The current weakness in natural gas prices and the commodity’s de-linking from crude oil is due to more than just a cool summer, according to a New York, NY-based independent research firm.
For one, overall gas supply is stabilizing, with increased liquefied natural gas (LNG) imports (averaging 1.3 Bcf/d so far this year versus 0.6 Bcf/d in 2001-2002), stabilized Canadian gas imports (10.5 Bcf/d this past February, consistent with 2001 imports of about 10-11 Bcf/d), and higher reported nuclear generation output, said Foresight Research Solutions LLC in its “Energy Insights” report. “In addition, the natural gas rig count remains at historic highs and leading indicators, including last week’s offshore Gulf of Mexico lease sale, remain robust.”
Second, there is continued demand destruction, the research firm noted. “With no substantive available data on short-term fuel switching, permanent plant closings or plans to manufacture/process overseas, we can only point out that [the Energy Information Administration] data show that through April 2004, industrial demand was 21 Bcf/d versus 20.7 Bcf/d for the full year 2002, despite robust 2003 economic growth,” it said.
“Yes, natural gas is cheaper than oil at the moment, but will that really change Dow Chemical’s long-term plan to move natural gas processing operations overseas?”

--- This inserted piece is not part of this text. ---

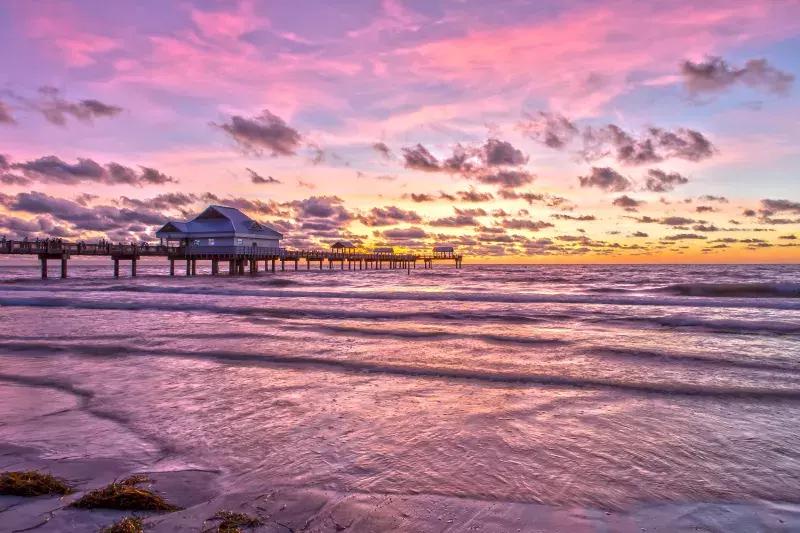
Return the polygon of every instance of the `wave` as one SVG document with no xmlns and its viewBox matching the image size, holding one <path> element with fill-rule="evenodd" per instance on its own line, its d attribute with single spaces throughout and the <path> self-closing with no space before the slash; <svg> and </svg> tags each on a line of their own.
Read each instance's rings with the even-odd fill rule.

Lastly, Foresight Research cited slowing economic growth. “With industrial gas demand barely above 2002 levels so far this year, we now face the prospect of slowing economic growth. Having forecast a mid-year slowdown in economic growth since January, Foresight’s economist Dr. Frank Shostak remains pessimistic about prospects for a renewed economic recovery before early 2005,” it noted.
“Understand, our argument is not that the [gas] market isn’t tight. Our argument is that the market is adjusting. It has found a new supply/demand equilibrium for the moment, and investors should at least entertain the possibility of lower natural gas commodity prices around a new, even if temporary, supply/demand equilibrium. If $5.50 per Mcf is the new $1.60 (at which gas traded during many of the gas ‘bubble’ years), then $3.75 could be the new $1 (approximate floor price during the ‘bubble’ years).”
In short, “we believe there is greater downside natural gas commodity price risk…than most investors dream possible,” said Foresight Research. “Investors should thus remain aware of the possibility of $4-$5 per Mcf natural gas pricing this fall.”